Analysis of ELSA COVID-19 Substudy response rate using machine learning algorithms
This work addresses survey non-response prediction for national statistical organizations, but it is incremental as it applies standard ML methods to a specific dataset.
The study tackled the problem of predicting non-responses in the ELSA COVID-19 Substudy using machine learning algorithms, finding that random forest performed best in balanced accuracy, KNN in precision and test accuracy, and logistic regression in AUC.
National Statistical Organisations every year spend time and money to collect information through surveys. Some of these surveys include follow-up studies, and usually, some participants due to factors such as death, immigration, change of employment, health, etc, do not participate in future surveys. In this study, we focus on the English Longitudinal Study of Ageing (ELSA) COVID-19 Substudy, which was carried out during the COVID-19 pandemic in two waves.
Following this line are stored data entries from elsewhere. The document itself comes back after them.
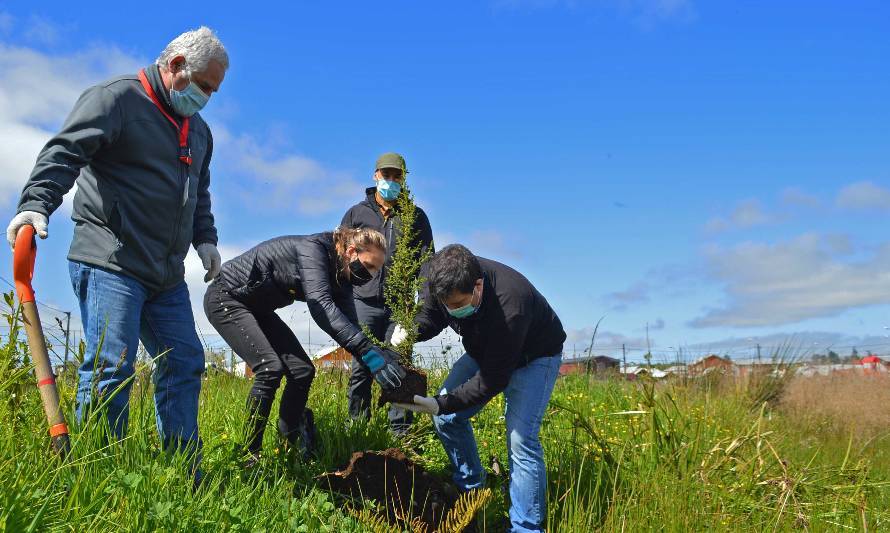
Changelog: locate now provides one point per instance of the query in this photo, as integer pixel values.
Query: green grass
(620, 456)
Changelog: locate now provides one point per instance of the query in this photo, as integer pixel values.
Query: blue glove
(384, 364)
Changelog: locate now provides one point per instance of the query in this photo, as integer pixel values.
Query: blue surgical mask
(389, 190)
(188, 101)
(465, 311)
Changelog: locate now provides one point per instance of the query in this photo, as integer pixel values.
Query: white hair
(198, 47)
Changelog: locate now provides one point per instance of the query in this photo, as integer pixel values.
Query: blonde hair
(361, 238)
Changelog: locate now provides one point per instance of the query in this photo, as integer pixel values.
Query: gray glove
(384, 364)
(210, 259)
(26, 218)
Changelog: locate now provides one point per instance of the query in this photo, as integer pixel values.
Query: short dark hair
(454, 268)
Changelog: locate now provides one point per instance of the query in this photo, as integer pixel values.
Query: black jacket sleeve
(94, 122)
(204, 228)
(315, 276)
(505, 336)
(347, 219)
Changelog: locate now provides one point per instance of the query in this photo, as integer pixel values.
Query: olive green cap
(391, 160)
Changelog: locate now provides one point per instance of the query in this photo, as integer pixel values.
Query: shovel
(23, 271)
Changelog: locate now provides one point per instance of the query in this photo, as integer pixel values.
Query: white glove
(422, 404)
(210, 259)
(26, 218)
(398, 335)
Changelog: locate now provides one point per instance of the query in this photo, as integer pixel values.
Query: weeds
(620, 456)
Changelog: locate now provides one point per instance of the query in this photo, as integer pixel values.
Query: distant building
(873, 363)
(676, 370)
(709, 363)
(595, 364)
(635, 372)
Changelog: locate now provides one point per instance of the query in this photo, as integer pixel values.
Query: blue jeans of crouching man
(117, 312)
(526, 398)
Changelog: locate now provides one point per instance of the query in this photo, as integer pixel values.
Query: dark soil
(414, 382)
(389, 477)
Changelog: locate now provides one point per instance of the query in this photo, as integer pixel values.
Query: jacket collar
(153, 73)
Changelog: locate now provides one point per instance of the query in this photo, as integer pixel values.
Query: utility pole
(624, 358)
(648, 348)
(67, 334)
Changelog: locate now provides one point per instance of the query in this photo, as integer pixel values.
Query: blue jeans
(117, 312)
(526, 398)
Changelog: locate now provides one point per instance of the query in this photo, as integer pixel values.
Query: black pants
(376, 317)
(273, 352)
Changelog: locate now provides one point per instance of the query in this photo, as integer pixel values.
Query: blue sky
(716, 171)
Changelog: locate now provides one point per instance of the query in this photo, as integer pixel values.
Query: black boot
(303, 437)
(258, 409)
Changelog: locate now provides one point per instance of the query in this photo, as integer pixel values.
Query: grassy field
(699, 455)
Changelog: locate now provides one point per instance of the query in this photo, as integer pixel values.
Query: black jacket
(280, 271)
(137, 207)
(366, 214)
(513, 325)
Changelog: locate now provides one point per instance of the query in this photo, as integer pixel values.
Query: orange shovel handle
(23, 263)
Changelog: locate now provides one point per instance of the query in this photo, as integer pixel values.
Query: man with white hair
(140, 155)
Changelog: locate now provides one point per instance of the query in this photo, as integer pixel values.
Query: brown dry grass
(846, 403)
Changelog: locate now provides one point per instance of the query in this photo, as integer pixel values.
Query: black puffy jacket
(366, 214)
(280, 271)
(513, 326)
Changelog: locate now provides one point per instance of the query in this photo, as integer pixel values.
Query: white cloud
(796, 197)
(747, 214)
(638, 293)
(808, 277)
(791, 344)
(608, 341)
(864, 196)
(36, 93)
(41, 31)
(279, 179)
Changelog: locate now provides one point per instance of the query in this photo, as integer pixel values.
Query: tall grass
(620, 456)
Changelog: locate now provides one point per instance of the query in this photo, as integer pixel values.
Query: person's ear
(176, 64)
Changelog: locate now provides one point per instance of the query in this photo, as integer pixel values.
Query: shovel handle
(23, 257)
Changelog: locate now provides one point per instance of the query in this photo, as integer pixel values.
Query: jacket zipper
(178, 223)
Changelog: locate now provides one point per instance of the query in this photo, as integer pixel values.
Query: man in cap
(378, 211)
(140, 155)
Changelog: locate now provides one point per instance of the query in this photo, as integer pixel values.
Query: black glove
(384, 364)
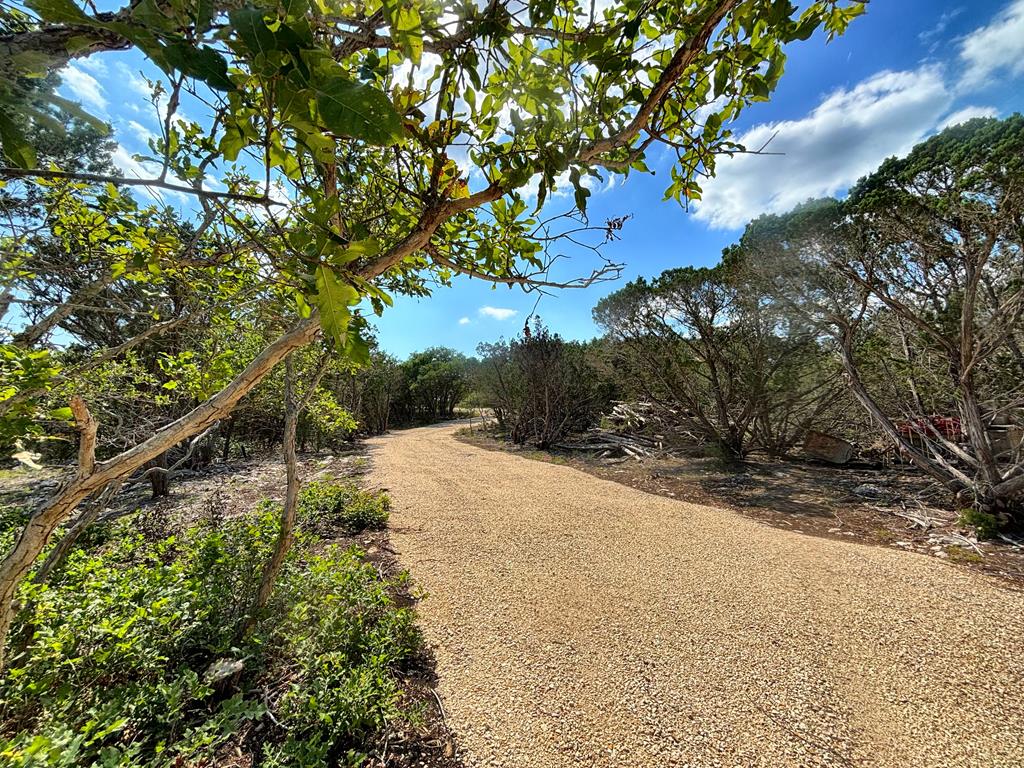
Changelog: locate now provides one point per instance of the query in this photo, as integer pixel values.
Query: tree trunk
(286, 535)
(90, 477)
(228, 430)
(159, 482)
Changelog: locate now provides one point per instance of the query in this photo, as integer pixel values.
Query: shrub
(117, 648)
(326, 506)
(985, 524)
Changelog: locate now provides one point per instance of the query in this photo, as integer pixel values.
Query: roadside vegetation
(144, 646)
(890, 324)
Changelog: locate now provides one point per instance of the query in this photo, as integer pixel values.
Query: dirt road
(580, 623)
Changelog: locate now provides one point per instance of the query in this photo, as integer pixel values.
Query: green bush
(985, 524)
(326, 506)
(110, 659)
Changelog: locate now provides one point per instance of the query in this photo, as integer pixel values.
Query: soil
(855, 502)
(229, 488)
(579, 623)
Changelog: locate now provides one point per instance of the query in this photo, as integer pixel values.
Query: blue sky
(901, 72)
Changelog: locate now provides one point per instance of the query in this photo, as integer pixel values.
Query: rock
(827, 448)
(870, 492)
(223, 669)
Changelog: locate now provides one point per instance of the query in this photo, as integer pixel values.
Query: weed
(985, 524)
(964, 555)
(115, 671)
(325, 506)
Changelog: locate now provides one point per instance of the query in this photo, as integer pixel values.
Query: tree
(320, 98)
(704, 347)
(433, 383)
(923, 269)
(540, 386)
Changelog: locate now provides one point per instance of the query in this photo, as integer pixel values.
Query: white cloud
(131, 168)
(842, 139)
(133, 80)
(498, 312)
(140, 132)
(95, 65)
(969, 113)
(81, 86)
(931, 36)
(995, 48)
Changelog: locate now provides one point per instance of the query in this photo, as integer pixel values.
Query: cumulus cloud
(932, 36)
(843, 138)
(134, 169)
(140, 132)
(498, 312)
(994, 49)
(81, 86)
(969, 113)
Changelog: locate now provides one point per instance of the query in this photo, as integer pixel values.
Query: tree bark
(90, 476)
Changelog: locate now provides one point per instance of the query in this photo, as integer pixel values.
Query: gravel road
(581, 623)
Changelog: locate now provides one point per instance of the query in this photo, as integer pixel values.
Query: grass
(115, 660)
(964, 555)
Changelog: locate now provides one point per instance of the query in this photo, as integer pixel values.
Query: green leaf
(333, 300)
(355, 110)
(60, 11)
(203, 64)
(356, 250)
(15, 147)
(252, 30)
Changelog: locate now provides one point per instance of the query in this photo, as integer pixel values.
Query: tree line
(894, 316)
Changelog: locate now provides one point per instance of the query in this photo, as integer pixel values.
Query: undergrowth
(326, 506)
(133, 654)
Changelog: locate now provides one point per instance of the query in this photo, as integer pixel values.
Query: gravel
(581, 623)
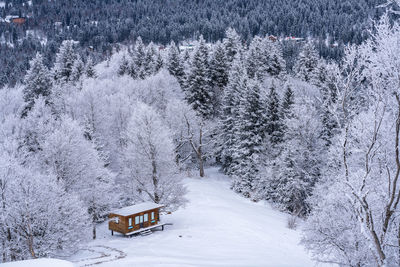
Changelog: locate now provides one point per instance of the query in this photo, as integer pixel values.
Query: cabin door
(141, 221)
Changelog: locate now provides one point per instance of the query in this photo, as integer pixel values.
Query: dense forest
(98, 25)
(318, 140)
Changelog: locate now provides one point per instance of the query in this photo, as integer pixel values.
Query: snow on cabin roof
(137, 208)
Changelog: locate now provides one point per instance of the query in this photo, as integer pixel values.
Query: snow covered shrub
(38, 218)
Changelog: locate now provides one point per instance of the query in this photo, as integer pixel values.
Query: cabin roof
(137, 208)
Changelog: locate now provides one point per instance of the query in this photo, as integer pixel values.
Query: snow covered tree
(306, 67)
(219, 67)
(138, 66)
(124, 66)
(218, 74)
(175, 65)
(37, 82)
(78, 166)
(159, 63)
(276, 65)
(150, 170)
(230, 114)
(274, 120)
(199, 92)
(255, 58)
(90, 72)
(353, 221)
(298, 167)
(78, 69)
(249, 149)
(232, 44)
(38, 217)
(287, 103)
(65, 59)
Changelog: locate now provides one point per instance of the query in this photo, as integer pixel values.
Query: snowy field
(216, 228)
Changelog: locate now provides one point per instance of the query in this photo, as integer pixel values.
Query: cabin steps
(146, 232)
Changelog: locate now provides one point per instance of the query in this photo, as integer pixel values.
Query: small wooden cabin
(19, 20)
(135, 218)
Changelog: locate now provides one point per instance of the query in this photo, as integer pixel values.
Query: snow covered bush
(38, 218)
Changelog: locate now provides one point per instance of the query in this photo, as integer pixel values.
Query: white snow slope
(216, 228)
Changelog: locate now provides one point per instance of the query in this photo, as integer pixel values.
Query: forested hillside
(318, 140)
(100, 24)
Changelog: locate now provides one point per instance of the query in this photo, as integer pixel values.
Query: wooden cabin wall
(117, 227)
(123, 225)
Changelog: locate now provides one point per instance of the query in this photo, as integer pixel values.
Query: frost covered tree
(90, 72)
(249, 147)
(65, 59)
(38, 218)
(353, 221)
(175, 64)
(230, 114)
(78, 69)
(37, 82)
(306, 67)
(276, 65)
(150, 171)
(274, 122)
(123, 66)
(219, 67)
(219, 74)
(79, 168)
(232, 44)
(298, 166)
(138, 66)
(199, 92)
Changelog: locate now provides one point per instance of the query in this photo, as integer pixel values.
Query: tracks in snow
(101, 255)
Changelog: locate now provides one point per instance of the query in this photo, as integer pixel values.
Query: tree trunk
(94, 230)
(200, 153)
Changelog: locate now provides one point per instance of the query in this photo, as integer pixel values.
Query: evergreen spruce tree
(255, 58)
(175, 65)
(249, 146)
(329, 124)
(77, 69)
(65, 60)
(306, 67)
(37, 83)
(219, 67)
(89, 68)
(159, 64)
(232, 44)
(276, 63)
(274, 120)
(124, 66)
(199, 92)
(228, 136)
(150, 60)
(219, 75)
(139, 60)
(287, 103)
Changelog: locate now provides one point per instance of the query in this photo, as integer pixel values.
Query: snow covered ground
(216, 228)
(39, 263)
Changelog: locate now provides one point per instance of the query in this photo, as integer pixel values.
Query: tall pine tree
(199, 92)
(37, 83)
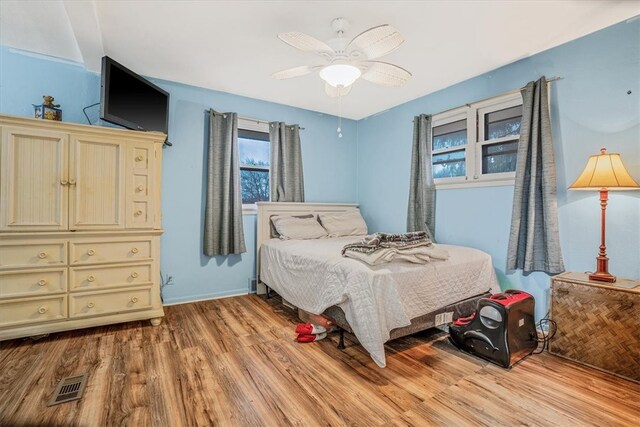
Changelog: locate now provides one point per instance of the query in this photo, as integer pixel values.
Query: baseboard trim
(205, 297)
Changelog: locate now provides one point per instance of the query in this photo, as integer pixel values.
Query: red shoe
(310, 329)
(311, 338)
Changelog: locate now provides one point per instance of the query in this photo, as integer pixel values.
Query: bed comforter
(313, 275)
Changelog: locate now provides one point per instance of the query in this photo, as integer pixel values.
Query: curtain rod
(249, 119)
(549, 80)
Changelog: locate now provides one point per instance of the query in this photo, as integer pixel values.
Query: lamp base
(602, 277)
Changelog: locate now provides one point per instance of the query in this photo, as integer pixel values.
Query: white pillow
(290, 227)
(348, 223)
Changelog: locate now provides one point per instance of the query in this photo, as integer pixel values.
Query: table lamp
(604, 172)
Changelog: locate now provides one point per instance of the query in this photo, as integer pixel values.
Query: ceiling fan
(347, 60)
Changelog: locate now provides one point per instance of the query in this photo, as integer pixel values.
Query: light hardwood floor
(234, 362)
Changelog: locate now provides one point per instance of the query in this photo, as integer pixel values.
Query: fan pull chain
(339, 130)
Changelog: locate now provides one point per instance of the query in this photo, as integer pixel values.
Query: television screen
(131, 101)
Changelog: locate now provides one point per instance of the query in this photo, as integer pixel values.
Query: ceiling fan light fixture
(340, 74)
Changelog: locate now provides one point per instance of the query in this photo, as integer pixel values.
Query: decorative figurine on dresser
(80, 226)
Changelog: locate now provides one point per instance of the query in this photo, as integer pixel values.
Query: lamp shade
(605, 170)
(340, 74)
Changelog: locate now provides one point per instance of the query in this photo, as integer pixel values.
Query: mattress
(313, 275)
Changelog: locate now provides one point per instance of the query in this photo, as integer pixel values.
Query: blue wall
(590, 108)
(328, 171)
(329, 161)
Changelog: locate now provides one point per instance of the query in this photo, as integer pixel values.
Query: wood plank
(235, 362)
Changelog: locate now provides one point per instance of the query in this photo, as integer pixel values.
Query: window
(477, 145)
(253, 150)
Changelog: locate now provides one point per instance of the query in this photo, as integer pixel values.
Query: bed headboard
(268, 209)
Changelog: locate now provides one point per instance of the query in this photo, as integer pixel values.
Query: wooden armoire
(80, 226)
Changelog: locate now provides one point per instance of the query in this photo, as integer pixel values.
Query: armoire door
(96, 183)
(33, 180)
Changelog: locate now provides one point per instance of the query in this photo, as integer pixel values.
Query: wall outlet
(253, 285)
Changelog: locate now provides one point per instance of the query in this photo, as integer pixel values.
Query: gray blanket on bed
(380, 248)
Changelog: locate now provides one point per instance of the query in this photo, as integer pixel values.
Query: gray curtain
(421, 214)
(287, 181)
(534, 242)
(223, 231)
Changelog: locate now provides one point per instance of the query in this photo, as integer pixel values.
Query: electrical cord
(84, 110)
(552, 328)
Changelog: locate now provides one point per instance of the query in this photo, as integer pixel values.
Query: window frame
(475, 116)
(253, 126)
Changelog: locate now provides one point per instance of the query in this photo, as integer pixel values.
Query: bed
(375, 303)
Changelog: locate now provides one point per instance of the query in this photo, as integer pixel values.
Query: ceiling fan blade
(293, 72)
(304, 42)
(377, 41)
(334, 92)
(385, 74)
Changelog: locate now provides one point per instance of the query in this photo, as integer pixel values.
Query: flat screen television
(128, 100)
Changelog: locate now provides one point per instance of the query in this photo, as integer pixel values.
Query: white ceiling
(232, 46)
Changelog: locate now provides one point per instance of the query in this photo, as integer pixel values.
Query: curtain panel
(534, 242)
(287, 180)
(223, 230)
(421, 213)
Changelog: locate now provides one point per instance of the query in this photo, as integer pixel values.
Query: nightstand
(598, 323)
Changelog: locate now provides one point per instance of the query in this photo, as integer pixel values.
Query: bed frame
(268, 209)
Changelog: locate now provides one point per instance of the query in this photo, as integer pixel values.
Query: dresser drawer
(32, 310)
(98, 277)
(118, 251)
(109, 302)
(33, 282)
(31, 254)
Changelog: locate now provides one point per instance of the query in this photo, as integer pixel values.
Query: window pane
(448, 165)
(253, 152)
(499, 124)
(498, 158)
(255, 186)
(450, 135)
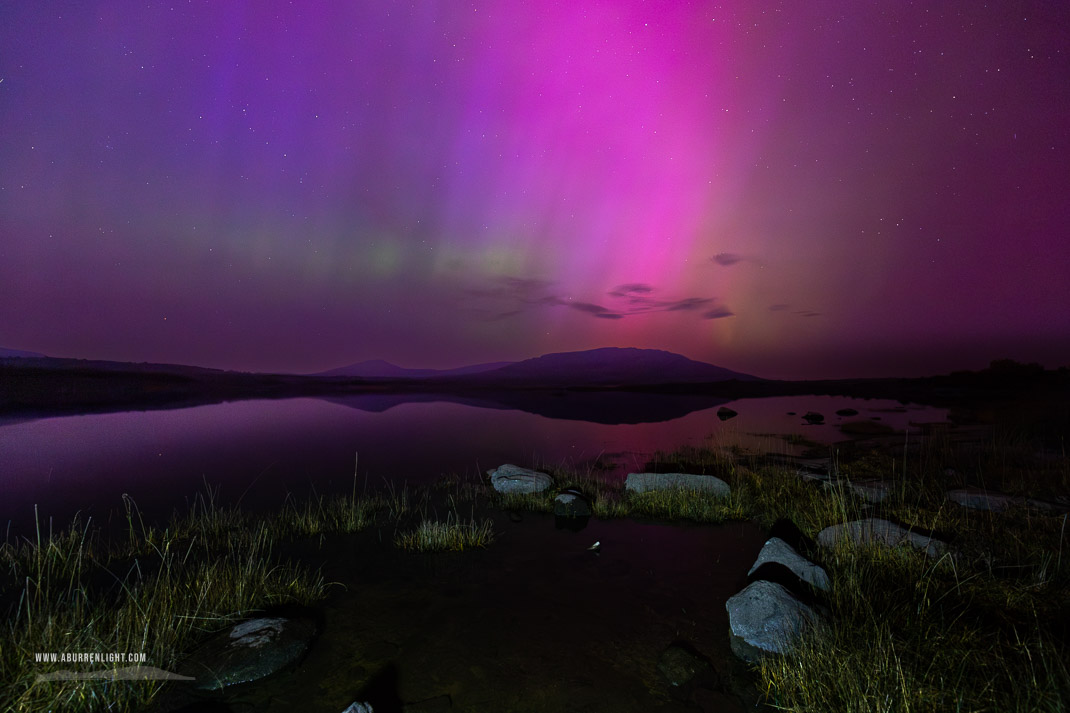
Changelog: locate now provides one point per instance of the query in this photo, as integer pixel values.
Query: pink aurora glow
(818, 190)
In this substudy, some participants from wave 1 did not participate in wave 2. Our purpose is to predict non-responses using Machine Learning (ML) algorithms such as K-nearest neighbours (KNN), random forest (RF), AdaBoost, logistic regression, neural networks (NN), and support vector classifier (SVC). We find that RF outperforms other models in terms of balanced accuracy, KNN in terms of precision and test accuracy, and logistics regressions in terms of the area under the receiver operating characteristic curve (ROC), i.e. AUC.